Como é possível imaginar o homem sem pecado. Sem a desobediência de Adão, a curiosidade que estimula a imaginação, a criatividade e a realização pessoal, o homem teria continuado a pastar no paraíso. Se o homem sofre, é natural que queira escapar do sofrimento e busque o prazer, bem que mais persegue para atingir a felicidade. Mas dentro de certos limites, da moderação como receitava Epicuro, que não deve ser confundido com o epicurista vulgar. Toda ação resulta numa reação na mesma intensidade. Daí porque, se fosse possível dar ao homem a possibilidade de viver no paraíso, disse Schopenhauer, a primeira coisa que ele faria ao sair era mergulhar no inferno. Não podemos pensar no bem se não existisse o mal. Como avaliar a beleza se não houvesse o feio? O alto sem o baixo? E assim por diante, em tudo se fazendo presente a polaridade de forças e valores.

Por fim, avaliando o sacrifício de Cristo, é interessante observar o comportamento do Deus do cristianismo e Zeus do paganismo grego sobre a imolação. A lenda da licantropia, na Grécia antiga, dá algumas versões sobre a mesma. Uma delas diz que Licaon, rei da Arcádia, sacrificou um de seus filhos a Zeus. Este, horrorizado, o transformou, como castigo, em lobo. Se Zeus ficou chocado com o filho alheio, inconcebível que fosse capaz de sacrificar o seu. Eis um gol a favor do paganismo, enquanto o Deus cristão cometeu o mais radical e cruel sacrifício pagão.

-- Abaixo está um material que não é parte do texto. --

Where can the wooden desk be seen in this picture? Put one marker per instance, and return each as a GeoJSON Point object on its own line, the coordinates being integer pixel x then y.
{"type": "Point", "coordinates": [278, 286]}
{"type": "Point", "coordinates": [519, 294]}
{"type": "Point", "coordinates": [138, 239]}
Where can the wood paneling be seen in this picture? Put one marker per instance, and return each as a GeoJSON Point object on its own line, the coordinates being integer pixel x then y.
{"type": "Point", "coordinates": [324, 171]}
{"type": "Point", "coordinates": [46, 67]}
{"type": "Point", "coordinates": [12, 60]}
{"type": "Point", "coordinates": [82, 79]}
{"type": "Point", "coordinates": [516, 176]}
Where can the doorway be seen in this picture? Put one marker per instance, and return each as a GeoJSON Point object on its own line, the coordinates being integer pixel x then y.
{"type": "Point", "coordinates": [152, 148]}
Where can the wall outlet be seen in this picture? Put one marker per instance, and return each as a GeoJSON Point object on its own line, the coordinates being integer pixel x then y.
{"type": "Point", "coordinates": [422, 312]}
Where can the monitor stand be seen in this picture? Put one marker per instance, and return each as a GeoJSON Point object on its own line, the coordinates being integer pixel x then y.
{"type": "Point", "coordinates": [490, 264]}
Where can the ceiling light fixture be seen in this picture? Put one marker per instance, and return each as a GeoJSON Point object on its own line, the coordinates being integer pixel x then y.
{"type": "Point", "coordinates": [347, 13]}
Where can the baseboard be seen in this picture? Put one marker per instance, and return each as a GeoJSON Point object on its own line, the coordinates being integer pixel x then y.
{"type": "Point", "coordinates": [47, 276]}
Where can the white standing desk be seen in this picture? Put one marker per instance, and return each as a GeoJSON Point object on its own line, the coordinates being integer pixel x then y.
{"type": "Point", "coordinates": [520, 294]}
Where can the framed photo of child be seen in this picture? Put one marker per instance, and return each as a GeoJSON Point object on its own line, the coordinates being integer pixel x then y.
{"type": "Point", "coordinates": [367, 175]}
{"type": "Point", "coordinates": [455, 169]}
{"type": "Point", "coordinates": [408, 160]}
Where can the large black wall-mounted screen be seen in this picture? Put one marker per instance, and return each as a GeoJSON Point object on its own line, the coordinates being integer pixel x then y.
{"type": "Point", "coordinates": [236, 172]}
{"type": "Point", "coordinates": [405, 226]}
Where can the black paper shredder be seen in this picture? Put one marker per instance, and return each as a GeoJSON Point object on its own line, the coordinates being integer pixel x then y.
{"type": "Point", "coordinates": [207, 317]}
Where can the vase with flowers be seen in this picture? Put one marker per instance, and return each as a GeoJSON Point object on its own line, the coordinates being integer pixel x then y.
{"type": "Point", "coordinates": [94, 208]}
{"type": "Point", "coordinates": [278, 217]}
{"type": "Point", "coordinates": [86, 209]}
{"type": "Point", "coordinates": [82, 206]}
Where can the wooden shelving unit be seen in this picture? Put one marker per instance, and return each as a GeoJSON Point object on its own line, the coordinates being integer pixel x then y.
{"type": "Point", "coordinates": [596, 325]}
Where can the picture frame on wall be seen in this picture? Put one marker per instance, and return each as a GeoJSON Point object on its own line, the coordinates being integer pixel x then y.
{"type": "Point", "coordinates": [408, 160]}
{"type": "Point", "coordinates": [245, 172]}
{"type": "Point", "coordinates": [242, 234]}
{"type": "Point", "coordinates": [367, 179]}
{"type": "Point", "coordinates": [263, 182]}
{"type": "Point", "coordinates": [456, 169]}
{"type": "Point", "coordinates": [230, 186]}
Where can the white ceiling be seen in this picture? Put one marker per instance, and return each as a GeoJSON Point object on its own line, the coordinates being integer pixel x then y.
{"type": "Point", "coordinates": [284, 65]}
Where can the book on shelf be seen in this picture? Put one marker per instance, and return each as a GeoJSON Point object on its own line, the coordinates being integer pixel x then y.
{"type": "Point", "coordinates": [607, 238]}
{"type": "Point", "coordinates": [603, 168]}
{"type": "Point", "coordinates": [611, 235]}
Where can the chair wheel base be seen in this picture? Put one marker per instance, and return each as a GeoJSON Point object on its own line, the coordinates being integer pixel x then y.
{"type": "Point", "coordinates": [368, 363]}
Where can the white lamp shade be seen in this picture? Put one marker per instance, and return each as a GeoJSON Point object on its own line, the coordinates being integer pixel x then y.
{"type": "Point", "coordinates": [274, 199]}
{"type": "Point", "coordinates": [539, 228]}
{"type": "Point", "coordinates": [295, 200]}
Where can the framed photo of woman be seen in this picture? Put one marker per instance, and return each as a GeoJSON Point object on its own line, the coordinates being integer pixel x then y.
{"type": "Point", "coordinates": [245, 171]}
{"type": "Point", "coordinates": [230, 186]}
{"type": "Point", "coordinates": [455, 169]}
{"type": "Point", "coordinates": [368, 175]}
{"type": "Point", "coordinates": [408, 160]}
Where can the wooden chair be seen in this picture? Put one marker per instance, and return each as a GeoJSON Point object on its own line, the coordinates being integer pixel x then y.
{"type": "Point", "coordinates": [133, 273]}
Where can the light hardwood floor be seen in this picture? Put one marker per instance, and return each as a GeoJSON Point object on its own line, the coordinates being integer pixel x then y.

Em síntese, penso, sob o aspecto puramente racional, que as religiões deveriam ser, atualmente, uma memória do passado. Suas premissas têm apenas vantagem de satisfazer a imaginação infantil dos sedentos de uma vida eterna colorida. Paraíso e inferno e vida eterna são mitos que fogem às leis naturais. Tudo que nasce, morre. Até as estrelas, na longevidade de suas vidas de milhões e bilhões de anos, se extinguirão. O nosso sol, que está na metade de sua vida, restam-lhe ainda uns cinco bilhões de anos. Quando passar a ter uma cor avermelhada e em processo de expansão, atingirá a terra, incinerando-a e extinguindo a vida. Transformado em uma estrela de grandeza inferior, a terra, fora da sua gravitação, passará a vagar a esmo na imensidão do frio e escuro universo.

Só existe, portanto, uma eternidade que é a eterna sucessão das coisas. O que importa, dizia Nietzsche, não é a vida eterna, mas a eterna vivacidade . No teleférico que conduz a vida entre os dois pólos opostos, vivencio, na medida do provável ou improvável destino, um pouco de cada um. Eis porque prefiro viver na diversidade infernal desta vida, a viver na insipidez e monotonia infernal do paraíso.